Ticks and mosquitoes are well known as the most dangerous animals in the world. During the blood feeding, they can transmit a variety of pathogens (bacteria, virus, and protozoa) causing human diseases such as SFTS (severe fever with thrombocytopenia syndrome), malaria, Zika, and dengue. In Korea, SFTS is a newly emerging vector-borne disease transmitted by Asian longhorned tick, Haemaphysalis longicornis. However, there are no effective methods to control ticks and tick-borne disease. The laboratory of medical entomology at Kyungpook national university is focusing on not only fundamental biology of hard ticks in Korea including life cycle and host ranges but molecular physiology and comparative transcriptomics to understand interactions between vector and pathogen at the molecular level. We are also focusing on molecular physiological mechanisms of mosquito salivary secretion by investigating the function of neuropeptides and G protein-coupled receptors (GPCRs) in the salivary glands of Asian tiger mosquito, Aedes albopictus. We believe that understanding the biology of blood feeding arthropods will lead us to the development of novel methods for the disruption of feeding, thus allowing for the prevention of pathogen transmission.

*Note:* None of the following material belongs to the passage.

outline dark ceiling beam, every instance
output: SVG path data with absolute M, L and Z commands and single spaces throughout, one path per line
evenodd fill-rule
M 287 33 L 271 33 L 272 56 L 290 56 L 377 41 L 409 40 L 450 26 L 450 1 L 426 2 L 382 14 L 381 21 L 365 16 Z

Insect cuticle tanning (pigmentation and sclerotization) is a complex and vital physiological process that begins with tyrosine and is responsible for production of both melanin- and quinoid-type pigments. In addition, these quinones undergo isomerization to quinone methides and cross-linking reactions with cuticular proteins for cuticle sclerotization. In this study, we studied the functions of TmDDC and TmY-y as well as TmNAT1, TmADC and Tmebony from Tenebrio molitor, which are involved in the tyrosine-derived melanin- and quinoid-type pigment productions, respectively. The temporal and spatial expression patterns of the genes were analyzed by real-time PCR. RNA interference was performed to understand the genetic regulation and molecular mechanism underlying the darkening and hardening of beetle cuticle.

Insect structural cuticular proteins (CPs) play a major role in determining the diverse physical properties of the cuticle as a result of interactions/cross-linking among themselves and with chitin. CP genes compose a large gene family and have been classified more than ten distinct families based on the presence of unique amino acid sequence motifs. In this study, we performed RNAi-based functional analysis of eleven genes (TcCPLCP1-11) in Tribolium castaneum, which belong to CPLCP (Cuticular Proteins of Low Complexity, Proline rich) cuticular protein family. RNAi for TcCPLCP7-11 caused lethal pupal-adult molting defects and/or abnormal cuticle morphology in the resulting adults. Ultrastructural defects of the cuticles from TcCPLCP7-11-deficient insects by TEM are also discussed.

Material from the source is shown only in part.